Delroisse Jérôme , Ullrich-Lüter Esther, Blaue Stefanie, Flammang Patrick , Mallefet Jérôme, "Bioluminescence of a Brittle star, from Luciferase homology to Photocyte Ultrastructure" in 4th International Congress on Invertebrate Morphology, Moscow, Russia, 2017

  • Codes CREF : Biologie moléculaire (DI3111), Biologie (DI3100), Sciences exactes et naturelles (DI1000), Ecologie (DI3123), Zoologie générale (DI3160)
  • Unités de recherche UMONS : Biologie des Organismes Marins et Biomimétisme (S864)
  • Instituts UMONS : Institut des Biosciences (Biosciences)
  • Centres UMONS : Biosys (BIOSYS)

Abstract(s) :

(Anglais) Bioluminescence relies on the oxidation of a luciferin substrate catalysed by a luciferase enzyme. Numerous light emission systems would have co-emerged independently along the tree of life resulting in a plethora of non-homologous luciferases.

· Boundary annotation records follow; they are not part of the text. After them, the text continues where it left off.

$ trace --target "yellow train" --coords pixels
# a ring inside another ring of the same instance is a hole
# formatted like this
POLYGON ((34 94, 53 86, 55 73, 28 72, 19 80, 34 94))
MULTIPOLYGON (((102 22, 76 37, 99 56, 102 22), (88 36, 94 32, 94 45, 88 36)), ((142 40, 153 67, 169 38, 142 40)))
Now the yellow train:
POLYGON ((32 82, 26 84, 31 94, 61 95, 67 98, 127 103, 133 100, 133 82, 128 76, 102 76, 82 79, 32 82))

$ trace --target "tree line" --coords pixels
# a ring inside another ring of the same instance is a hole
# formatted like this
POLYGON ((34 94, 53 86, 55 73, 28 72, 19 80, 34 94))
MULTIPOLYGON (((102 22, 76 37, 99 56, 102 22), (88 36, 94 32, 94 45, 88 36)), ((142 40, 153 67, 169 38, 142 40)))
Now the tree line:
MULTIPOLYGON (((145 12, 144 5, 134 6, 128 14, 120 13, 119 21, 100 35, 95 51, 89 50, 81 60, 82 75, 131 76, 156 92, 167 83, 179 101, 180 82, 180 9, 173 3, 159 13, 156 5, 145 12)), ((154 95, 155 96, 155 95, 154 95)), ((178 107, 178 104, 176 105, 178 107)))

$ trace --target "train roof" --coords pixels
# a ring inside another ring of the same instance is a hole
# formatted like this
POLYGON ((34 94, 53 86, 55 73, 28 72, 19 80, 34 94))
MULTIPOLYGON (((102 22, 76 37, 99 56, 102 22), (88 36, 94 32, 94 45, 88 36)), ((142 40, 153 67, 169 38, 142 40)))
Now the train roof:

We used transcriptome and phylogenomic analyses, immunodetections and electron microscopy to identify the luciferase of a luminous echinoderm, the burrowing brittle star Amphiura filiformis, and describe its expression pattern as well as the photocyte ultrastructure. The brittle star luciferase is homologous to the luciferase of the sea pansy Renilla (Cnidaria), contradicting with the traditional viewpoint according to which luciferases would generally be of convergent origins. Enzymes homologous to the Renilla luciferase but unable to trigger light emission were also identified in non-luminous echinoderms and metazoans. Our findings strongly indicate that ancestral non-luciferase enzymes might have been convergently co-opted into luciferases in cnidarians and echinoderms. In these two benthic suspension-feeding species, similar ecological pressures would constitute strong selective forces for the functional shift of these enzymes and the emergence of bioluminescence. In the brittle star, luciferase is specifically localized in the spines that we demonstrated to be the bioluminescent organs in vivo. We investigated the ultrastructure of spine tissues in order to identify photocytes and improve our comprehension of the photogenesis phenomenon in brittle stars. All together our study bring new insights on the bioluminescecne of echinoderms and more generally on luciferase evolution.